NASA notes with sadness the passing last week of Charles T. Force, former associate administrator for the agency’s Office of Space Communications.
Force left NASA in May 1996 after an aerospace career that spanned more than four decades. He joined NASA in 1965 as director of the Guam tracking station used to support the Apollo lunar landings. He would later go on to help develop, construct and employ NASA’s Tracking and Data Relay Satellite System, known as TDRSS.
The constellation of communications satellites replaced an aging ground-based communications network and was designed to increase the time spacecraft were in communication with the ground and improve the amount of data that could be transferred. It cut NASA’s telecommunications costs in half and is still in use today.

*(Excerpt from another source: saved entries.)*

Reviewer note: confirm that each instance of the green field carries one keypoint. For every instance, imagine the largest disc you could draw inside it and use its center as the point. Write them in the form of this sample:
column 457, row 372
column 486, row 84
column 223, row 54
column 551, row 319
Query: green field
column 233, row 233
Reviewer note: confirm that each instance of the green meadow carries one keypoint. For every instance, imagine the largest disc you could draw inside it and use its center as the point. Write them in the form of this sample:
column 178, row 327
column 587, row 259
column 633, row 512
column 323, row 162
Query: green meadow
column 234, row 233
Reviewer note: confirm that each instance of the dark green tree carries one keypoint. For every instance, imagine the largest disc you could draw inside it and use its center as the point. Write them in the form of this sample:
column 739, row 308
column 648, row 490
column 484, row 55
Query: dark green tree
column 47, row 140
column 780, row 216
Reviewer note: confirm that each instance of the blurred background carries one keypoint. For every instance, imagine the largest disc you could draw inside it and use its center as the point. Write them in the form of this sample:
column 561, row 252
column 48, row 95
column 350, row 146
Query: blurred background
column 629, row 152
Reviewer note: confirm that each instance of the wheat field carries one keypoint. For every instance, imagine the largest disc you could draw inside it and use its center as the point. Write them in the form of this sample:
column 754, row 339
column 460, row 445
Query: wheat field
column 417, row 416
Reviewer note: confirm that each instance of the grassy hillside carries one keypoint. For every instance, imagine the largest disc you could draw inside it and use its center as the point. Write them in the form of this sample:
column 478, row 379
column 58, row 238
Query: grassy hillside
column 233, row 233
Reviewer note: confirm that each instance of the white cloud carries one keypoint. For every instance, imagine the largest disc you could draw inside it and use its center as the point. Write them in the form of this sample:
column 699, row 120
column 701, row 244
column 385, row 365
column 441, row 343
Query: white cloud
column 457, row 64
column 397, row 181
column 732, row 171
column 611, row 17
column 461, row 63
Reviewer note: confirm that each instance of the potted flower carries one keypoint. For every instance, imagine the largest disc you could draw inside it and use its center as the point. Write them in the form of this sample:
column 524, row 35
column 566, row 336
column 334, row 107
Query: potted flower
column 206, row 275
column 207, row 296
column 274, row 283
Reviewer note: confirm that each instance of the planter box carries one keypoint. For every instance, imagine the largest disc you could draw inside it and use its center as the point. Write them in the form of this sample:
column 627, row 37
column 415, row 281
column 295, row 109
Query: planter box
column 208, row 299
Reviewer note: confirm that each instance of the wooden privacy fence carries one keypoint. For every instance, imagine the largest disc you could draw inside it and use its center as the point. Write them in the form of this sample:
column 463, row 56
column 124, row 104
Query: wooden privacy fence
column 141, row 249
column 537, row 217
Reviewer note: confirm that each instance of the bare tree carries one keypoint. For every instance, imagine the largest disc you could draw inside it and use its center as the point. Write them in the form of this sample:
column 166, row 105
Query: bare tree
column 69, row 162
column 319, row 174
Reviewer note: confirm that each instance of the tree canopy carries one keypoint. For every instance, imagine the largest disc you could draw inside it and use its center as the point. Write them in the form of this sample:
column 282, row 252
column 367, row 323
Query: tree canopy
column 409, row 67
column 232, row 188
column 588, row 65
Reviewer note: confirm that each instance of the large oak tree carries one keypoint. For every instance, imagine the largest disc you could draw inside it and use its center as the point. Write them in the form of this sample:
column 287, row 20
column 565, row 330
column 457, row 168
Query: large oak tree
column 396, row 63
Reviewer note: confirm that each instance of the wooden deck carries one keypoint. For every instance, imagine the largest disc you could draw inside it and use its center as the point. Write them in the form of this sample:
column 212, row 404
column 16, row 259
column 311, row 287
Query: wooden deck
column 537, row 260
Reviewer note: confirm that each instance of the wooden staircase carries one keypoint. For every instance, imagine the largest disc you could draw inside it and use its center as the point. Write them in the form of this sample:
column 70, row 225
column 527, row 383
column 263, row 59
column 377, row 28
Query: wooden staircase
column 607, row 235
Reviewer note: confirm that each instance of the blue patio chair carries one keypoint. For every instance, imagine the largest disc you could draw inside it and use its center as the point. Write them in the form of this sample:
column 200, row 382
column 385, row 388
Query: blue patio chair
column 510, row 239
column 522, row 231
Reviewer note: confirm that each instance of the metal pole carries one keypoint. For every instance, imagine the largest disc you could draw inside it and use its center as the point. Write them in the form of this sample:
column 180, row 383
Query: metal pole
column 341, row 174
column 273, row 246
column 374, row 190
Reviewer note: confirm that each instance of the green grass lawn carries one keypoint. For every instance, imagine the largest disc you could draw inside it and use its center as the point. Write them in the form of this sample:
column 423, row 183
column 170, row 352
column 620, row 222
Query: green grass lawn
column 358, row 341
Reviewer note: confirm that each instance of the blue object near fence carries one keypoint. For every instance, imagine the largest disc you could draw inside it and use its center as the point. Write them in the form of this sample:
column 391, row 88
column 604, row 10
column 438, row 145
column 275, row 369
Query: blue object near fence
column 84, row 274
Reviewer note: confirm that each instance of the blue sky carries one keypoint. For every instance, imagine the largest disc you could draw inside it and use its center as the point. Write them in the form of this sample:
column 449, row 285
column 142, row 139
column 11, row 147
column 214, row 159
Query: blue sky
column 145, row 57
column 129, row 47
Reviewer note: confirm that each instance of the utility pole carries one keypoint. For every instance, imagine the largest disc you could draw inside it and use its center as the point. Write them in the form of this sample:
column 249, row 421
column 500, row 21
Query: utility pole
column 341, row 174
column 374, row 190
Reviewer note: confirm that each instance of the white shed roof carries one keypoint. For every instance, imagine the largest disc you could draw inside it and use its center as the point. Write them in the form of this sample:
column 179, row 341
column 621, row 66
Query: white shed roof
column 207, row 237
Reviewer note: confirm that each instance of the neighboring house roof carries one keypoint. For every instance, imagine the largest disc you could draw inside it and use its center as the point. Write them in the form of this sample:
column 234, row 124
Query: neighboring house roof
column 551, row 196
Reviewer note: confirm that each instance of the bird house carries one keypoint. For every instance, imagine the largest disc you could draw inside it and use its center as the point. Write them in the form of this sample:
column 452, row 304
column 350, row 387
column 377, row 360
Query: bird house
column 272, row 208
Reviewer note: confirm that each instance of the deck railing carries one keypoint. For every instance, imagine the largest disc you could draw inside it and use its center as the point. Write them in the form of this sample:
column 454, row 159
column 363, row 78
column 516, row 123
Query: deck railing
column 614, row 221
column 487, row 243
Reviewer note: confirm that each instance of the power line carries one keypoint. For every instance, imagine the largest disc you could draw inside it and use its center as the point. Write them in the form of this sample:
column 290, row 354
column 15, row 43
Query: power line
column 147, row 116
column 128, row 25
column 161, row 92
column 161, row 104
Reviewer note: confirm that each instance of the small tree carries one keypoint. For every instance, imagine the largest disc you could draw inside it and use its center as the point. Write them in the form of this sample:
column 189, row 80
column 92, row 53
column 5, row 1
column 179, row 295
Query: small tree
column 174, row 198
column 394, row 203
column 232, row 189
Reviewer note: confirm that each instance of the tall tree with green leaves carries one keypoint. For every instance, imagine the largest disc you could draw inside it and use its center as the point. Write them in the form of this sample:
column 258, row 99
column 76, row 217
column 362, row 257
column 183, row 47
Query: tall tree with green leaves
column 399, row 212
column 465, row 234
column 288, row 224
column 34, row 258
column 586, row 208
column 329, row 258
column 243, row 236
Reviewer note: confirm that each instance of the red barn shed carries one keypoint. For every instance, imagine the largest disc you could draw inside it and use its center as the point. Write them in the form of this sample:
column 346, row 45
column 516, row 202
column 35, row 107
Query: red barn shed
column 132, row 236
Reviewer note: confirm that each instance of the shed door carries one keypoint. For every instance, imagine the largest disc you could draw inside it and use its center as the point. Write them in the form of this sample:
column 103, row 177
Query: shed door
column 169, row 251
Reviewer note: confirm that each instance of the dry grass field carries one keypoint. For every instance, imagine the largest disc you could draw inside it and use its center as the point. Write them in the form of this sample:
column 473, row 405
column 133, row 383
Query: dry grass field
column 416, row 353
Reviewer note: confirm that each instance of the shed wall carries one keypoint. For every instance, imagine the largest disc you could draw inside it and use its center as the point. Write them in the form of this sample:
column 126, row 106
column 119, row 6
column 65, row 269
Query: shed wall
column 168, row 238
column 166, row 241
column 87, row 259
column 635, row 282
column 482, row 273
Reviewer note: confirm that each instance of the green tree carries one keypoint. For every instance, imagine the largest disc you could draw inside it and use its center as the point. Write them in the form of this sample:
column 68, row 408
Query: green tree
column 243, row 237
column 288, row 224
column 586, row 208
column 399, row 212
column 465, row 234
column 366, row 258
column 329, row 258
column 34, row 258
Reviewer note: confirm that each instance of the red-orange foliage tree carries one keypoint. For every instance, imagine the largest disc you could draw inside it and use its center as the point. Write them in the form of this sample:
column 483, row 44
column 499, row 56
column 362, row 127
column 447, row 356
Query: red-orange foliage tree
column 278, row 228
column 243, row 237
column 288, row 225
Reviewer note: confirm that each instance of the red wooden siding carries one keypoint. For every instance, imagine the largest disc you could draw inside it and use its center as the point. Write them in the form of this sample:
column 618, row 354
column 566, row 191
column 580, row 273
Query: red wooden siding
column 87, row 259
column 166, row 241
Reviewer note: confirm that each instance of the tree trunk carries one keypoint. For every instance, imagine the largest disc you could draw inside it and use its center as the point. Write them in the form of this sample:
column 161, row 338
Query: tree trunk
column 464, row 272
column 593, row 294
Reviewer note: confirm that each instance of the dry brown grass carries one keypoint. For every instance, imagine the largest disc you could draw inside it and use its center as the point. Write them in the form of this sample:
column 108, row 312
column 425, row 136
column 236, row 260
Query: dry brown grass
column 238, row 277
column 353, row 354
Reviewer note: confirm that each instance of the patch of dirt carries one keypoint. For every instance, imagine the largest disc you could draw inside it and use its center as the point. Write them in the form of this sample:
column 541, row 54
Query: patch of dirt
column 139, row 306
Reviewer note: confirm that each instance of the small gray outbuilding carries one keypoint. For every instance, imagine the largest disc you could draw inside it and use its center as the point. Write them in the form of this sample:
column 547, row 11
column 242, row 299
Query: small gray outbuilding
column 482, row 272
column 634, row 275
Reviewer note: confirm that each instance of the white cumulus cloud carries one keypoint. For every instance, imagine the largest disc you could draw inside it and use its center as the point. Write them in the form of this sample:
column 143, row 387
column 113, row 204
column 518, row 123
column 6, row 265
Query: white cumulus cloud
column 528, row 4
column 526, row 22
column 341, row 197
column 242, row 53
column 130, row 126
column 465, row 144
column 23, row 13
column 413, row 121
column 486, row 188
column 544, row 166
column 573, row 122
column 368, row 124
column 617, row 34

“As we fly the International Space Station and space shuttle today and rely on the TDRSS system and as we prepare for new satellites in the constellation, it’s fitting to acknowledge the fundamental role of Charlie Force in the development and deployment of this incredible data relay system,” said Michael Hawes, acting deputy associate administrator for Space Communications and Navigation.
The users of TDRSS read like a who’s who of the space program. Programs such as the Hubble Space Telescope and LANDSAT relay their observations to their respective mission control centers through the network.
In a 1992 op-ed in the Washington Post, Force complimented NASA and its employees, writing “its (NASA’s) accomplishments are unequaled and attest to its people forming one of the most capable and effective teams ever assembled.”
A native of Shoals, Indiana, Force was a 1957 graduate of Purdue University. He was 72 years old.